Converting Percentages back into Integers

Converting Percentages back into Integers

Every so often an opportunity arises, an opportunity to do something interesting that you wouldn't normally do. The most recent of which for me revolved around a new Endorsement system Blizzard (a game publisher) introduced into one of their games, Overwatch. It's a fairly straight forward system, at the end of each game players can endorse up to three people for one of three categories, Sportsmanship, Shot calling, or for being a Good Teammate. These endorsements count towards a level system that slowly progresses from level 1 through 5 and is displayed in various spots on the UI next to the corresponding player.

Blizzard didn't make it so you could see the exact number of endorsements you had, only the level (and each level requires an undisclosed amount), all you could see was a proportional ring around the level. They do have a way to view player profiles outside the game via https://playoverwatch.com/en-gb/career/pc/eu/\<username)> and my first thought was what approach did they take to display the endorsement level on there? The easiest way would be to just stick the raw numbers into the page and have some simple client-side code turn it into a nice proportional icon - and this is what they did at first.

endorsementIcon-1
An example of how endorsements are displayed on the playoverwatch.com profiles.

A couple of weeks later and I think Blizzard caught onto the fact that people were doing this, and they decided to change the code so that instead of showing the individual counts it'd show the percentage each were of the total.

playoverwatchEndorsementHTML

I had created a script that used regular expressions to grab the values from their site and display them in a nice neat table on mine - this change threw a rather large spanner in the works.
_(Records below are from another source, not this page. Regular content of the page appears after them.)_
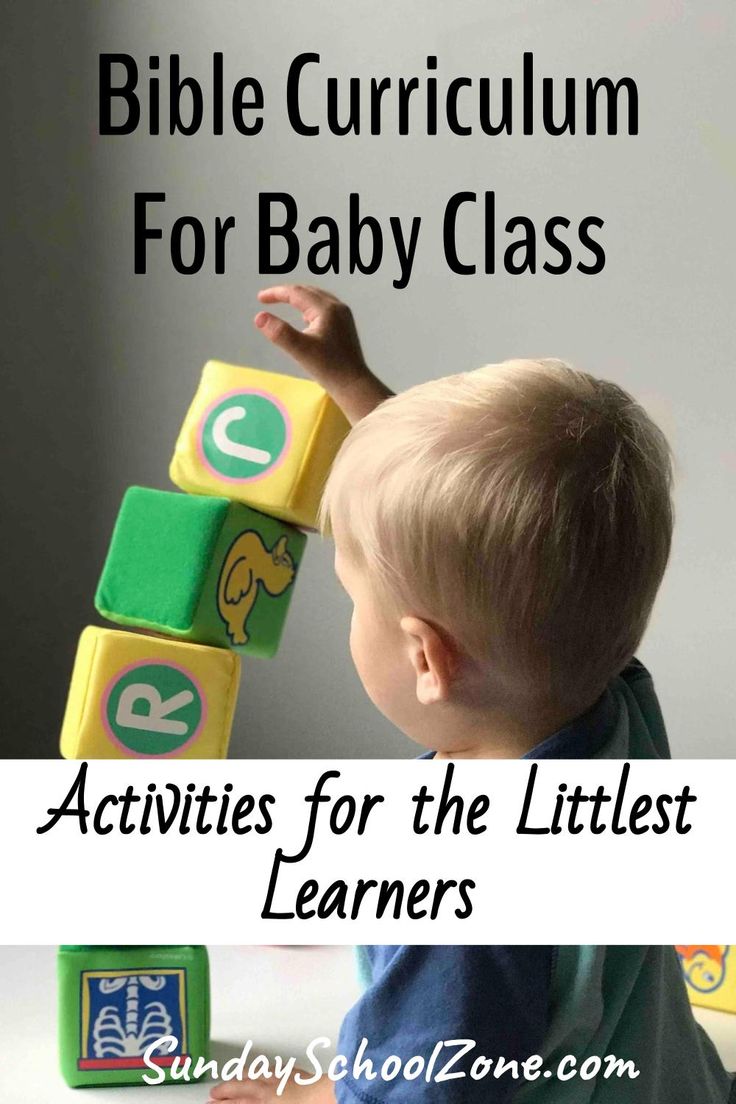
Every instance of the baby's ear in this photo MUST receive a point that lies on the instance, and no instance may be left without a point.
(434, 659)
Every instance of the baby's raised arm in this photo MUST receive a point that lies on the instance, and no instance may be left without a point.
(328, 348)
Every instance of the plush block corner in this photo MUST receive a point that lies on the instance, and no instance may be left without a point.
(710, 974)
(158, 559)
(145, 697)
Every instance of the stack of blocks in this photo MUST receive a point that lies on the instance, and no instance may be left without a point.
(710, 973)
(115, 1004)
(206, 575)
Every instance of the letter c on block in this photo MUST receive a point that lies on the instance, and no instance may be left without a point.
(231, 447)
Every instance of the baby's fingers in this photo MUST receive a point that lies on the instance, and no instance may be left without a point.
(307, 299)
(283, 335)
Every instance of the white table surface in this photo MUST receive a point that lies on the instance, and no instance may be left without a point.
(279, 997)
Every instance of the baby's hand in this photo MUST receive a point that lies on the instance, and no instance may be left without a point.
(328, 347)
(264, 1092)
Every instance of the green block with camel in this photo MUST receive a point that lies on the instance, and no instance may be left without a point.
(202, 569)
Well... it was a fun little project that taught me a couple of things, but now that it's percentages, this is the end of it, right? Not exactly, the fact that the percentages (represented in decimal format) are so precise got me thinking, what if you could work it backwards? It was around this point that I thought to myself "This is going to be one of those nights that doesn't involve much sleep, isn't it?".

It's an interesting little puzzle

A lot of maths problems can be worked backwards, the difficulty in this case comes from the fact that there isn't any fancy "Oh, you just times it by the square root of pancake" type trick (that I know of). The percentages are calculated by Blizzard by simply doing:
1/TotalEndorsements*IndividualEndorsements for each of the three endorsement types (which gives you the decimal representation of a percentage, you can just multiply it by 100 to get the "normal" percentage form). Each resulting value on its own is impossible to reverse because you only have the end result - a single value and no idea of what values were used to create it.
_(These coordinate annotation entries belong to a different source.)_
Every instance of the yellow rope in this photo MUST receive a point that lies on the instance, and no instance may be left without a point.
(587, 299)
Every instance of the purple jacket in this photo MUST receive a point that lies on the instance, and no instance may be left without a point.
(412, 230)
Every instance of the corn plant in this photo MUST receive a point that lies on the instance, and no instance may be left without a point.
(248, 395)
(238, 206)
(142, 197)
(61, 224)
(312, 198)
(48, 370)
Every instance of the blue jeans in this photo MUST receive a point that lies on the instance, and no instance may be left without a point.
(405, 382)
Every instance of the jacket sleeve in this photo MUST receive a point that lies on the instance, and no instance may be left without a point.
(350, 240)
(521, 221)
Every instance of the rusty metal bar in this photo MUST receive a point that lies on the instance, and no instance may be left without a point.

There are a couple of nice things about these endorsements. The first is the fact that they are always integers; there's no half of an endorsement or anything like that. Next (and also very important), the quantity isn't that high, maybe people could get a thousand or so if they're really dedicated (as they decay). Finally, we know that these values are the proportions of a whole - they're all related to each other and thus we have a way to know if we've got the right answer. The first two factors mean that there isn't actually all that many possible starting values and this means that we could iterate through possibilities until we find a match - and we know when we've found one because it will fit all three values.
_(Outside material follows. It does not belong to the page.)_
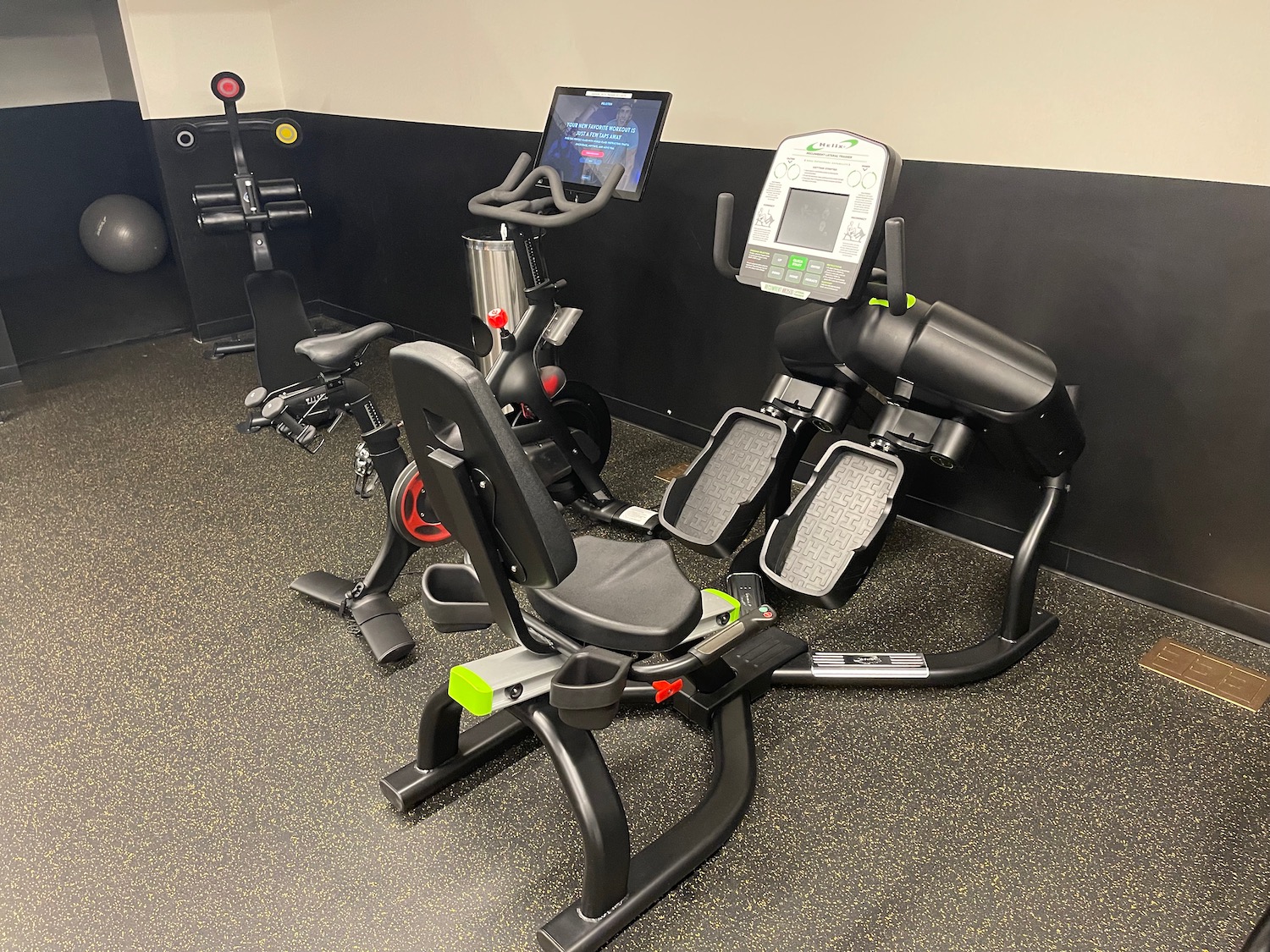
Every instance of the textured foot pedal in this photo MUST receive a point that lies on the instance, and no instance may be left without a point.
(713, 505)
(825, 545)
(1211, 674)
I started writing some code to calculate these possibilities and I needed a name for the file, so I decided to call it "curiosity.php" - a name that I've grown rather fond of. Anyway, the code looked like this:

// Loop through 1 to 500 total endorsements
for ($totalEndorsements = 1; $totalEndorsements < 500; $totalEndorsements++) {
  // Calculate what percentage an individual endorsement would be of the total
  $decimalPercentOf1Endorse = (1/$totalEndorsements);
  // Loop through the individual endorsement count
  for ($indEndorsement = 1; $indEndorsement < 500; $indEndorsement++) {
    // Check if the individual endorsement count is less than the total
    if($indEndorsement < $totalEndorsements) {
      // Echo the result and the values that created it
      echo ($totalEndorsements . " " . $indEndorsement . " " . $decimalPercentOf1Endorse*$indEndorsement . PHP_EOL);
    }
  }
}

Basically, this will loop through each integer from 1 to 500 (in this example) and calculate what 1 divided by it is and then multiply that by every integer that is less than itself.

Here's what I mean:

1/TotalEndorsements*everyIntegerThatIsLessThanTotal
1/1*1 = Skipped as the individual isn't less than the total.
1/2*1 = 0.5
1/2*2 = Another example of one that is skipped
1/3*1 = 0.33333...
1/3*2 = 0.66666...
1/4*1 = 0.25
1/4*2 = 0.5
1/4*3 = 0.75
1/5*1 = 0.2
and so on...

As the numbers get larger it becomes less likely that they will divide "neatly" (more on this later) and thus the results are much more frequently unique.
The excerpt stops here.